The rolled vs. unrolled isn't a fully resolved choice. The losses and noise in the very long lines that drag the signals over 15 SHA-256 rounds are quite significant. I think the bitfury approach of routing hashed words in one direction and constant SHA coefficients in a perpendicular direction gives overall savings over trying to squeeze combinatorial optimizations after fully unrolling. Most of the combinatorial optimization gain is achieved by SHA-256 round pairing, i.e. 32 round-pairs instead of by-the-FIPS explicit 64 single-rounds.

I did not do a full analog modeling of both choices (rolled/unrolled) for SHA-256. But I've done something similar in the past that was bound by the speed of carry-look-ahead adders. I actually doubt that anyone here on this forum (maybe with exception of bitfury) did the required tradeoff analysis. My scientific will-ass guess is that Bitcoin miner has a possibility of being an example of one such circuits where leaving things rolled will be of great benefit. The very high toggle ratio (only -6dB below the theoretical maximum of a ring oscillator) will probably benefit from using some sort of SCL (source-coupled logic) or CML (current-mode logic) instead of the garden-variety CMOS bang-bangs that every CAD monkey throws at the Bitcoin mining problem.
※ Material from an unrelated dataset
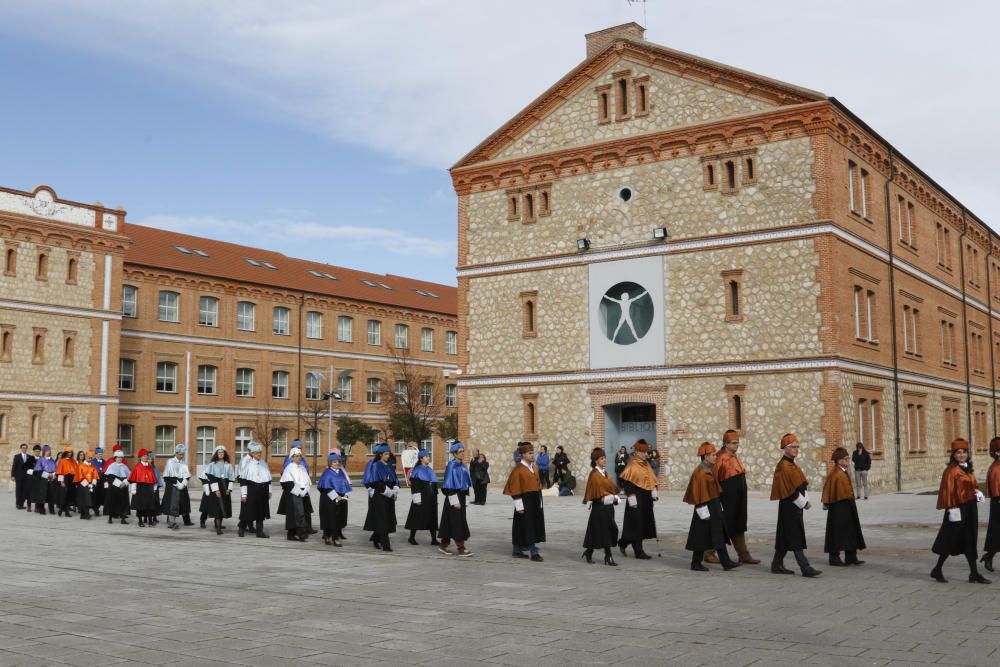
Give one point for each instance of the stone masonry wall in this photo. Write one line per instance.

People do fully unrolled hashers because the logic synthesis tools use heuristic place & route algorithms that don't converge or converge extremely slowly on the rolled designs.

As far as I understand the full DRC compliance at 28nm "mature" process is very, very conservative. I don't have any exact numbers handy, but the assumed gate  error ratios for a "digital" manufacturing process are way too high for Bitcoin miner that can easily tolerate a percentage point of errors. Violating some of the DRC to shed the unnecessary margins is one of the simplest ways to save power, after the obvious things like dropping JTAG and other testability overheads.

Re-reading your first sentence, I don't really understand the part
Quote
the customisation involves only two circuit elements, but I'm sure you know that.
Could you restate what you had in mind?